David J. Beal was a familiar presence at City Hall for years before stepping down as a commissioner in 2009, but he returned there Thursday night to receive a top state honor.
As a roomful of family members, friends and well-wishers watched during a Mount Airy Board of Commissioners meeting, Beal was recognized publicly for a lifetime of public service with the Order of the Long Leaf Pine award. It is has been called the highest civilian honor given in North Carolina.
“This is an award that is very, very special,” state Rep. Sarah Stevens said when presenting the Order of the Long Leaf Pine certificate to a man who has worn many hats during his long career.
In addition to serving as a city councilman for 10 years representing the South Ward, Beal is a former police chief here who also was a member of the Mount Airy Board of Education for seven years. Additionally, Beal was Surry County’s clerk of Superior Court for 14 years and served as an agent with the State Bureau of Investigation.
His service was not restricted to the public sector, however, with Beal also retiring as vice president of human resources for Renfro Corp. in Mount Airy.
“What this impressive resume does not show, however, is the character and integrity of the man behind it all,” Halee Ratcliff told the audience gathered Thursday night in the council chambers for the bestowing of the state award by Rep. Stevens.
Ratcliff is a student at Appalachian State University who is familiar with Beal from her former days at Mount Airy High, where he is an ardent supporter of Bears sports teams and well known as a public address announcer for baseball and other games.

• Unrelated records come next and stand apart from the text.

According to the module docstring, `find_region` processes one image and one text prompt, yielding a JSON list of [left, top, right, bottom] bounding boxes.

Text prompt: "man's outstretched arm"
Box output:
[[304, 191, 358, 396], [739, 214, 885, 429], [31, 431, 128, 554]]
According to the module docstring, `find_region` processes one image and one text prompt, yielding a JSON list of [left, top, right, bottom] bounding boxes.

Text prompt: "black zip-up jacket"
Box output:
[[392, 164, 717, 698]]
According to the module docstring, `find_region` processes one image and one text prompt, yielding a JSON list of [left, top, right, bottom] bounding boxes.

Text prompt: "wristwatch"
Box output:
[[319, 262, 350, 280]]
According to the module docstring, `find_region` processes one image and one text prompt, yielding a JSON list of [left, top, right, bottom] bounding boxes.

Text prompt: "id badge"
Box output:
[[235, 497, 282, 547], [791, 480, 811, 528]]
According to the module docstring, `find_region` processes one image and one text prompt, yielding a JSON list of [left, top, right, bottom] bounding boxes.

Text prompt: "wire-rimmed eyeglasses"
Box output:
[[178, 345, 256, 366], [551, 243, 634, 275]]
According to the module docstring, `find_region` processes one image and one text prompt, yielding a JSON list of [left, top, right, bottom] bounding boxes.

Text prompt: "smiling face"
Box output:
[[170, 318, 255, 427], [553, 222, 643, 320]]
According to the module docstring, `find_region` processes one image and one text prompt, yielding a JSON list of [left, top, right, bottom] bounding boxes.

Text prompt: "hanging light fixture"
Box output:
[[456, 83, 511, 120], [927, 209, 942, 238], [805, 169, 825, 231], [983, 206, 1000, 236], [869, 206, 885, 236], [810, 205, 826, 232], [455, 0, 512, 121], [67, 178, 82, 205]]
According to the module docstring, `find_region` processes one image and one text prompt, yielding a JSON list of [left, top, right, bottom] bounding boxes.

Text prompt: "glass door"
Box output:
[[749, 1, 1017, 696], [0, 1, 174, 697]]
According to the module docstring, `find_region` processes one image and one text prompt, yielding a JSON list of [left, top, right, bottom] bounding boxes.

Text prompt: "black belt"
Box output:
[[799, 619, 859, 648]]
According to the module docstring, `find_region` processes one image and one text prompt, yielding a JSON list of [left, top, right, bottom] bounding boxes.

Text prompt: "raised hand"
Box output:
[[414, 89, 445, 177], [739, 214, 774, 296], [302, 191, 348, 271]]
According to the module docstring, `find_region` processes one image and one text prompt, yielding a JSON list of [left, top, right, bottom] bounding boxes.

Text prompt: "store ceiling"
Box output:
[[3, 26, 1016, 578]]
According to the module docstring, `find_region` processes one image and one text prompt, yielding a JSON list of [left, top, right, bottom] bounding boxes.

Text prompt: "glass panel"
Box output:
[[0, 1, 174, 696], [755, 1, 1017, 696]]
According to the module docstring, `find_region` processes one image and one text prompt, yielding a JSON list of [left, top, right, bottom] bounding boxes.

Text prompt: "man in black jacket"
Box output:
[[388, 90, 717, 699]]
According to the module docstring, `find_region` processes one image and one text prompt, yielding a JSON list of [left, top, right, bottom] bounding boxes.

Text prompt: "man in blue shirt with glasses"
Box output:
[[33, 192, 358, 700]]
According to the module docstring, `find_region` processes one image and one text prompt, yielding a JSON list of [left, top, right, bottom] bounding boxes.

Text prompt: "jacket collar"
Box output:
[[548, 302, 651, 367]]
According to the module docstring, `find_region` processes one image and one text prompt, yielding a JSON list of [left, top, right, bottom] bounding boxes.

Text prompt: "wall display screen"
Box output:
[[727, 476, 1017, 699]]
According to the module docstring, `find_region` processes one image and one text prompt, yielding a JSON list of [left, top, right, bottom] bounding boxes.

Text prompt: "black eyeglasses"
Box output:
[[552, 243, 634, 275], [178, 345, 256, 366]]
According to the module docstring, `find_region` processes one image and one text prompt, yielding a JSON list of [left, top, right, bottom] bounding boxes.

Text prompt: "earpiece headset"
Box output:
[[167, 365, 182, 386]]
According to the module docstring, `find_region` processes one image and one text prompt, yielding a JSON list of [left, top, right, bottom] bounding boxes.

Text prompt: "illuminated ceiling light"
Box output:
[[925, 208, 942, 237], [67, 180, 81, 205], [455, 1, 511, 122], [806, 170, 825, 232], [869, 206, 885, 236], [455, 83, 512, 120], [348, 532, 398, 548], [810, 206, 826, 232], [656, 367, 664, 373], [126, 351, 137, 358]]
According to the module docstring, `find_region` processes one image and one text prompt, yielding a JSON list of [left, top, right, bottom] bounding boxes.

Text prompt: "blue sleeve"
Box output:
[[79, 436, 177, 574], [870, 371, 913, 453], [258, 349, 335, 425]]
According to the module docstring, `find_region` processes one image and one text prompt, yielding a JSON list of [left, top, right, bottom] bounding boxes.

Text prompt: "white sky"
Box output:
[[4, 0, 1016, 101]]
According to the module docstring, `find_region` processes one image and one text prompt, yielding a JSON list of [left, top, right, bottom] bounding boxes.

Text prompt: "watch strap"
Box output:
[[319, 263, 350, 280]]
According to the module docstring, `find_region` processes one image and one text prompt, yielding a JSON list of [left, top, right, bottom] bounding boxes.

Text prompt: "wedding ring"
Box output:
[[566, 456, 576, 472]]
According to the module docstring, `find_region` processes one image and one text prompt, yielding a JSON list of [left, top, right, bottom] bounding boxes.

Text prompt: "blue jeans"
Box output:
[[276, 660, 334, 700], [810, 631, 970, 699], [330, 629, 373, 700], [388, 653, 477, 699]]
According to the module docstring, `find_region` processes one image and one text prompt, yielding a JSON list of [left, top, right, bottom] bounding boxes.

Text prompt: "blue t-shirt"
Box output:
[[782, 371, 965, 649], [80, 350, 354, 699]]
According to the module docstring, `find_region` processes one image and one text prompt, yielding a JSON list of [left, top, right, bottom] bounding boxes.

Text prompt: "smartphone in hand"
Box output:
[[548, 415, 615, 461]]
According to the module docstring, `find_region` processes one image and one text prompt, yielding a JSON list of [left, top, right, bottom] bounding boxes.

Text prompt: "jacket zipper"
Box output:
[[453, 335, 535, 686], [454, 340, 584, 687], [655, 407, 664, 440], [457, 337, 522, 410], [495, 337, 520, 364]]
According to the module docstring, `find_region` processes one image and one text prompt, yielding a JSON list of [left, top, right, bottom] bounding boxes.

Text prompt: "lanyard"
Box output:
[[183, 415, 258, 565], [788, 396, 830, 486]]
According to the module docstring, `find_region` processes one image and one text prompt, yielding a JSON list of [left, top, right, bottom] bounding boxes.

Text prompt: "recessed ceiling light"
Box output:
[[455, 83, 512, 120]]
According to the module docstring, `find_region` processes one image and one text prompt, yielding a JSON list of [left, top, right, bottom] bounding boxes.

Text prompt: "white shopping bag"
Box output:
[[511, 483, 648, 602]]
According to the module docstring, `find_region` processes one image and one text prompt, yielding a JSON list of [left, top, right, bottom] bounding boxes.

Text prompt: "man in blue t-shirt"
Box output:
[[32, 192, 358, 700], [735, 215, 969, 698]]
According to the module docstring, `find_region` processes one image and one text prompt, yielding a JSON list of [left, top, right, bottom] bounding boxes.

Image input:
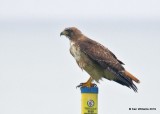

The ASU student, who was an athlete at Mount Airy High, also cited Beal’s longtime involvement with minor league baseball, including serving as special assistant to the general manager of the Winston-Salem Spirits and Warthogs for 20 seasons. He is a member of the Winston-Salem Baseball Hall of Fame, the Greater Mount Airy Sports Hall of Fame and the ring of honor of the Surry County Sports Hall of Fame.
After working last summer in the Raleigh legislative office of Rep. Stevens, who is an attorney in Mount Airy, Ratcliff said “one of our first projects” was to nominate Beal for the Order of the Long Leaf Pine. Award recipients are approved by the governor, in this case Pat McCrory.
“Governor McCrory is very selective in awarding the Order of the Long Leaf Pine and the average process time for an application is about six weeks,” Ratcliff advised the crowd.
“When I received the call from the governor’s office that Mr. Beal’s application had been processed and accepted only two weeks after submission, I was hardly surprised.”
“It is personally signed by the governor” and not stamped, Rep. Stevens pointed out when presenting the Order of the Long Leaf Pine certificate to Beal, who subsequently received a standing ovation from those in attendance.
The Order of the Long Leaf Pine recipient said in remarks to the audience after receiving the award that he came to Mount Airy in 1967 expecting to stay only a short time.
“But it’s turned into about 50 years now,” he said.
Beal’s place in the community was cemented when he was appointed chief of police at the urging of top Mount Airy elected officials at the time.
“From that day on, I felt accepted in the community,” he said.
Beal added that words can’t express how good he feels about becoming an Order of the Long Leaf Pine honoree, and credited those he has been surrounded by over the years.
“I have had the best people, the best family, the greatest associates with me in my jobs,” Beal said.
He also credited the city officials he served with, many who are deceased. “I feel very special in this room,” Beal said from the podium of council chambers.
The longtime Mount Airy resident mentioned that everything he has accomplished was fueled by a desire to make a difference.
To illustrate that point, Beal referred to how he has drawn inspiration from Thomas the Tank Engine, the basis for a British children’s television series in which Thomas constantly seeks to be “a really useful engine.”
“Living a useful life is something I have tried to do,” Beal said.
He has succeeded, based on the reception the award presentation produced Thursday night.
“If somebody asked me the definition of a good man,” Mayor David Rowe commented at the end of the ceremony, “I’d say David Beal.”